A. G. Ramirez, X. Huang, Yale University, New Haven, CT
Sputter-deposited NiTi films are promising actuator materials in microelectromechanical systems (MEMS). In order for these films to be useful to MEMS, they must be crystallized at high temperature to induce their shape memory effect. This presentation will discuss the effects of structural relaxation on the crystallization and phase transformation behavior of NiTi thin films. Heat treatments below the glass transformation temperature increases the crystallization temperature by a few degrees, and produces films with a modulus and hardness greater than as-deposited films. The reduction in free volume occurring during film relaxation plays a role. Using scanning electron microscopy, structural relaxation was found to decrease the overall crystallization time and increase the nucleation rate, thus modifying the resulting microstructures. Structural relaxation had little effect on the phase transformation temperatures of fully crystallized films, but slightly increased the resulting actuation force during transformations.

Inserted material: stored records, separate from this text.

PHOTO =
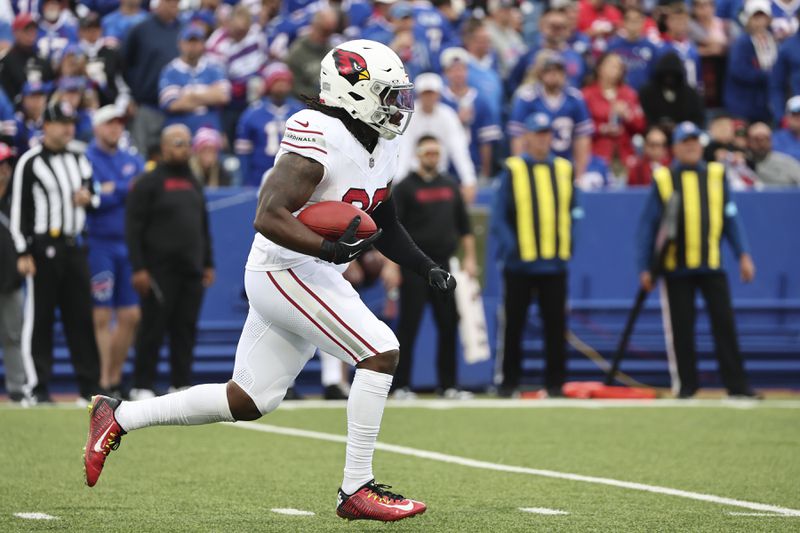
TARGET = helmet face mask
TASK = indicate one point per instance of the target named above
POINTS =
(368, 80)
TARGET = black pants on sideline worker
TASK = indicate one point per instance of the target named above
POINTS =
(62, 279)
(551, 293)
(681, 291)
(415, 293)
(172, 306)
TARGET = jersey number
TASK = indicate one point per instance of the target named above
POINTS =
(360, 198)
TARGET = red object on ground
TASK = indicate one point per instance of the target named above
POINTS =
(596, 389)
(330, 219)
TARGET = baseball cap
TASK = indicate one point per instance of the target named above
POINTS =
(538, 122)
(751, 7)
(793, 104)
(193, 31)
(5, 152)
(204, 16)
(35, 87)
(23, 20)
(401, 11)
(106, 114)
(206, 137)
(554, 60)
(71, 83)
(454, 55)
(90, 20)
(276, 72)
(428, 82)
(59, 112)
(685, 130)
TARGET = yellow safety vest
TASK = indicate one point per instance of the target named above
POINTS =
(700, 218)
(542, 201)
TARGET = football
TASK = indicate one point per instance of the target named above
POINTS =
(330, 219)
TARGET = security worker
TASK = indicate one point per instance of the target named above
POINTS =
(532, 222)
(693, 261)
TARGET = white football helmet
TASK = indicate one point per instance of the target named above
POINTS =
(368, 80)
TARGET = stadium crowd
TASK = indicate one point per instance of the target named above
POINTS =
(611, 81)
(612, 76)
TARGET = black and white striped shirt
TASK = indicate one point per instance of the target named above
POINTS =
(42, 193)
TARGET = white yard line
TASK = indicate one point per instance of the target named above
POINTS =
(464, 461)
(35, 516)
(437, 404)
(760, 514)
(292, 512)
(550, 404)
(542, 510)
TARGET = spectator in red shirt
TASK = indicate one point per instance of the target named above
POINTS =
(599, 21)
(655, 154)
(615, 111)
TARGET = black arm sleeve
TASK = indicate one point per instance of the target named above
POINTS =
(395, 242)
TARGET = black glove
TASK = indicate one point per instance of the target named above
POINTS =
(441, 280)
(348, 247)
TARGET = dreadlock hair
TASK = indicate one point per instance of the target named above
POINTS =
(367, 136)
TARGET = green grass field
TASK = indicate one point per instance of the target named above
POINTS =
(227, 478)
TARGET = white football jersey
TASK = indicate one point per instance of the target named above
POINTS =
(352, 175)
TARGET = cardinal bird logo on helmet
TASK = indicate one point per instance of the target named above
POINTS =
(351, 66)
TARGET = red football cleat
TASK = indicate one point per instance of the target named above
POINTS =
(105, 435)
(375, 502)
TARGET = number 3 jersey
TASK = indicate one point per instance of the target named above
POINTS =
(352, 175)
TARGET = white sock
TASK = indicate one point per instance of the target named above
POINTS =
(331, 369)
(201, 404)
(364, 412)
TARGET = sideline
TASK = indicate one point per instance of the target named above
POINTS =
(464, 461)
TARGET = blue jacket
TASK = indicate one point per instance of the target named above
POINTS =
(746, 85)
(503, 228)
(149, 47)
(785, 79)
(786, 142)
(108, 220)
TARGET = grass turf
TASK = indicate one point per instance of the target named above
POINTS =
(220, 478)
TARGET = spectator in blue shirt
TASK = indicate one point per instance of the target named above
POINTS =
(379, 26)
(433, 32)
(482, 126)
(787, 140)
(28, 119)
(571, 124)
(483, 66)
(149, 47)
(57, 28)
(191, 88)
(73, 90)
(8, 126)
(637, 51)
(261, 126)
(117, 24)
(749, 66)
(553, 36)
(785, 79)
(678, 42)
(113, 169)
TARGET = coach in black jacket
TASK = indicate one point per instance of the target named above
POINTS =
(166, 229)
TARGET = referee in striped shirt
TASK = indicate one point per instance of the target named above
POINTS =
(52, 188)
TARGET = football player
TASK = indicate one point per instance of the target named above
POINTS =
(343, 148)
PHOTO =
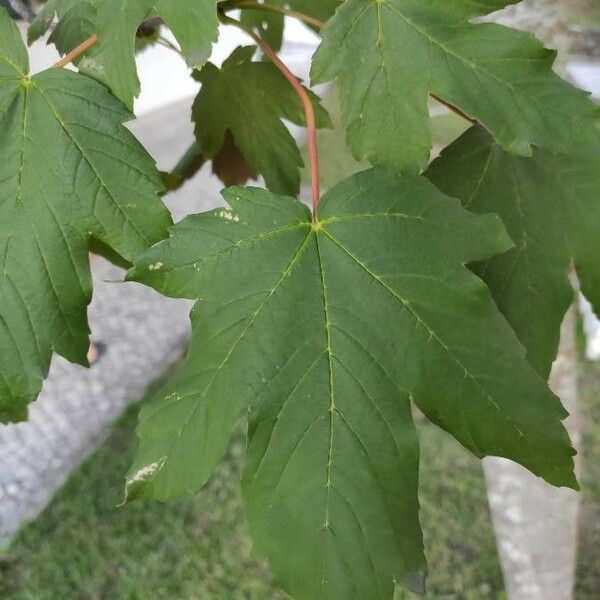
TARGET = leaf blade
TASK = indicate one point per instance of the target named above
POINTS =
(500, 77)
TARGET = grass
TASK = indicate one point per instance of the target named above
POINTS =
(84, 547)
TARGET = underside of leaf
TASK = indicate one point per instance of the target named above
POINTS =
(248, 101)
(69, 172)
(116, 22)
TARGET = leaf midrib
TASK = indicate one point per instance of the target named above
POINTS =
(430, 331)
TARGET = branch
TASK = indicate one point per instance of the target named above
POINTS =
(274, 9)
(306, 104)
(191, 162)
(243, 4)
(77, 52)
(454, 109)
(22, 9)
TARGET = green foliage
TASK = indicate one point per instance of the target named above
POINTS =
(317, 329)
(69, 172)
(388, 55)
(550, 206)
(115, 22)
(249, 100)
(331, 472)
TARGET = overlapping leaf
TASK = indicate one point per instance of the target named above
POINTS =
(324, 331)
(388, 55)
(249, 100)
(69, 171)
(551, 208)
(270, 24)
(111, 60)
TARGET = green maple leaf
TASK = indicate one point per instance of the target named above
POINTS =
(322, 333)
(388, 55)
(551, 208)
(112, 60)
(321, 9)
(69, 172)
(249, 100)
(270, 25)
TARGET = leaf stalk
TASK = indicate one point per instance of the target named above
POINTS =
(286, 12)
(77, 52)
(311, 124)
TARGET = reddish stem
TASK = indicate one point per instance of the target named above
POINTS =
(77, 52)
(311, 124)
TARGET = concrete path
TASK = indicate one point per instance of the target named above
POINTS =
(535, 523)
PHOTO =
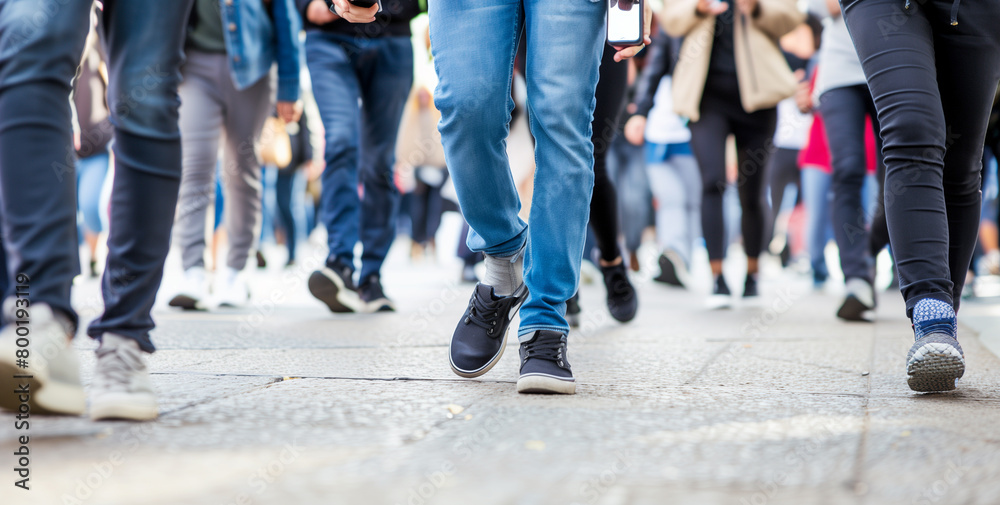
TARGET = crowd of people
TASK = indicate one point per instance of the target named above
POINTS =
(754, 128)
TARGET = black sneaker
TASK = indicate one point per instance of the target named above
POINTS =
(371, 293)
(573, 311)
(721, 297)
(750, 287)
(544, 368)
(622, 301)
(481, 335)
(334, 286)
(672, 269)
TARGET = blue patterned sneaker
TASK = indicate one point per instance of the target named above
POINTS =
(935, 361)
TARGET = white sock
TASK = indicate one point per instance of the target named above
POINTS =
(504, 274)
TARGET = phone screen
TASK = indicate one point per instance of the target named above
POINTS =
(624, 20)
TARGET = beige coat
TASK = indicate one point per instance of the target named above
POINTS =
(761, 68)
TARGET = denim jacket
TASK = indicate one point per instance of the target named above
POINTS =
(256, 38)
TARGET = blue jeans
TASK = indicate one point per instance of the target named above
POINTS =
(819, 224)
(37, 63)
(90, 172)
(474, 43)
(379, 72)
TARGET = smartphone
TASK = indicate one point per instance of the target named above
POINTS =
(625, 22)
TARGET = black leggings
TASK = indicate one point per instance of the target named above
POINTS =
(844, 110)
(933, 77)
(722, 114)
(604, 203)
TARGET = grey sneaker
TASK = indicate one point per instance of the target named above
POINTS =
(936, 361)
(44, 372)
(121, 387)
(859, 304)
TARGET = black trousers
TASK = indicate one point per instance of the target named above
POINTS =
(844, 110)
(145, 42)
(933, 77)
(722, 114)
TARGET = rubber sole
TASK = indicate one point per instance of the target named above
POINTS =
(327, 287)
(719, 302)
(853, 310)
(381, 305)
(545, 385)
(934, 367)
(486, 368)
(47, 397)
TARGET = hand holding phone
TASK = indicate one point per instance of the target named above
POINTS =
(625, 22)
(629, 27)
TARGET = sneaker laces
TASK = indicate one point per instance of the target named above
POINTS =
(117, 364)
(483, 313)
(934, 316)
(548, 349)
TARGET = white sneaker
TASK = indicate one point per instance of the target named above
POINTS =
(194, 291)
(121, 387)
(230, 289)
(47, 378)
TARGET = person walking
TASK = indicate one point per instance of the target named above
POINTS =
(564, 46)
(932, 68)
(144, 43)
(226, 92)
(729, 77)
(92, 144)
(620, 296)
(845, 102)
(371, 64)
(672, 170)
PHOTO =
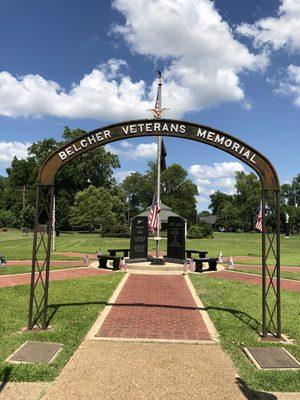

Summary: In summary, the effect of structural relaxation on the mechanical properties, crystallization and phase transformation behavior of NiTi thin films was investigated. After relaxation treatments, the Young’s modulus and hardness increased, which is attributed to the free volume reduction. Additionally, the nucleation rate in the structurally-relaxed sample is much greater than that in the as-deposited sample, leading to a homogeneous grain size distribution. Moreover, structural relaxation has almost no effect on the transformation temperature of fully crystallized films although it affects the grain size distribution. These observations shed light on methods to optimize the performance of devices based on NiTi thin films.